July is Disability Pride Month here in New York, where part of the Communications Biology team is based. To mark this occasion, we are featuring a series of scientist interviews on the Nature Portfolio Ecology & Evolution Community site and wanted to elaborate on our motivations behind this post and our hopes for the future concerning the lived experience of disability in science.
Despite disability becoming an increasingly important part of the conversation in science, oftentimes the physical layout of a lab (or field site) and the design of its instruments can render science literally inaccessible to some. And while the representation of disabled scientists has increased from 2008 to 20181, many scientists still choose not to disclose a disability due to exclusionary practices and entrenched ableism at institutions2.
Making space for and improving the experience for people with disabilities […] requires the active investment of all facets of science: labs, institutions, and funding bodies; this includes our own practices as journals and publishers.

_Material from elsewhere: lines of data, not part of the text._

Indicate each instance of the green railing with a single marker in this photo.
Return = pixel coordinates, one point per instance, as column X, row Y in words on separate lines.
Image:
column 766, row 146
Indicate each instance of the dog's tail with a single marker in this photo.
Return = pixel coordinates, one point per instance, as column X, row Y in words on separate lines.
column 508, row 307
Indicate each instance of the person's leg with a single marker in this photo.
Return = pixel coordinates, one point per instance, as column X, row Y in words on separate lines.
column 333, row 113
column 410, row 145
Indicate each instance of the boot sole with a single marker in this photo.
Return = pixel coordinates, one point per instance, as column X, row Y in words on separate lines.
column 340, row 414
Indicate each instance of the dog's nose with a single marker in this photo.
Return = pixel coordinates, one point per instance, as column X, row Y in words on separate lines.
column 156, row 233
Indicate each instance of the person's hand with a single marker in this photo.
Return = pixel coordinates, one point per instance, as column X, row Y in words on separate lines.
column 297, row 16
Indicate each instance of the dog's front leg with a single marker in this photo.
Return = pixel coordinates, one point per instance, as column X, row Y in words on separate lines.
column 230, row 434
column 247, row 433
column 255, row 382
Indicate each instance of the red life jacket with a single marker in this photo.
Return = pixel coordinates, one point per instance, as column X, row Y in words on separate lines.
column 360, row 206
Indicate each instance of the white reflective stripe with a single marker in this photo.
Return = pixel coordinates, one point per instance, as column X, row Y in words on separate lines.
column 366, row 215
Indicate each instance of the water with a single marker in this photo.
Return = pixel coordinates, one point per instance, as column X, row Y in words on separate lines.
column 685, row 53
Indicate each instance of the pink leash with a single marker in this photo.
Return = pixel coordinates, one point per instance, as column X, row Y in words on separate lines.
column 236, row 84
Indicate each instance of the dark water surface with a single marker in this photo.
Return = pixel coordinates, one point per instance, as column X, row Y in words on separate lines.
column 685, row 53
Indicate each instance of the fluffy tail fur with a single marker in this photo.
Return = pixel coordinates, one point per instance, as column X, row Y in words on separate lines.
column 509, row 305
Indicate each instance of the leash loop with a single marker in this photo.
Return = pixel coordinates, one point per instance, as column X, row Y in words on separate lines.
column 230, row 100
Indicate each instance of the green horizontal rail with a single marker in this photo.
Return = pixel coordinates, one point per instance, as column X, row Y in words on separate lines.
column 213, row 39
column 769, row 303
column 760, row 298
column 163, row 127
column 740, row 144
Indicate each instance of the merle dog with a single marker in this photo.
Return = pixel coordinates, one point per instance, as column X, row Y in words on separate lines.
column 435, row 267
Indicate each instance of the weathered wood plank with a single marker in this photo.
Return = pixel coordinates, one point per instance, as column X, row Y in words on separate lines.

Making space for and improving the experience for people with disabilities, neurodiversity, or a mental health condition requires the active investment of all facets of science: labs, institutions, and funding bodies; this includes our own practices as journals and publishers. This practice can take many forms, including an increase in quantitative and qualitative research on the experiences of disabled scientists, increased accessibility of websites, accessibility guidelines at conferences, the adoption of Universal Design in labs3, and the continuation of remote working practices initiated at the onset of the COVID-19 pandemic4. In line with the rallying mantra “nothing about us without us,” the inclusion of disabled scientists themselves at the head of these conversations is crucial. And while this inclusion and accessibility is important regardless, taking accessibility measures in labs, at conferences, and in the field, benefits science and scientists, regardless of their ability5.
These practices are necessary for the ongoing inclusion, engagement, and leadership of disabled people in science, but a first step is redefining public perception of what it means to be a scientist with a disability. It is important to consider that every person’s experience is unique, and the identification as “disabled” intersects with other identities. We hope that, by featuring a few of these researchers and their stories in the accompanying blog post, it can lead to a greater understanding of their experience with a disability in research, and highlight what action needs to be taken in order to better support them and improve their experience in science.
Joice, W. & A. Tetlow, A. Disability STEM Data for Students and Academic Staff in Higher Education 2007/08 to 2018/19 (Royal Society, 2021).
Yerbury, J. J. & Yerbury, R. M. Disabled in academia: to be or not to be, that is the question. Trends Neurosci. 44, 507–509 (2021).
Burgstahler, S. E. & Cory, R. C. (eds) Universal Design in Higher Education: From Principles to Practice (Harvard Education Press, 2010).
Sarju, J. P. Nothing about us without us–towards genuine inclusion of disabled scientists and science students post pandemic. Chemistry https://doi.org/10.1002/chem.202100268 (2021).
Hartmann, A. C. Disability inclusion enhances science. Science 366, 698–698 (2019).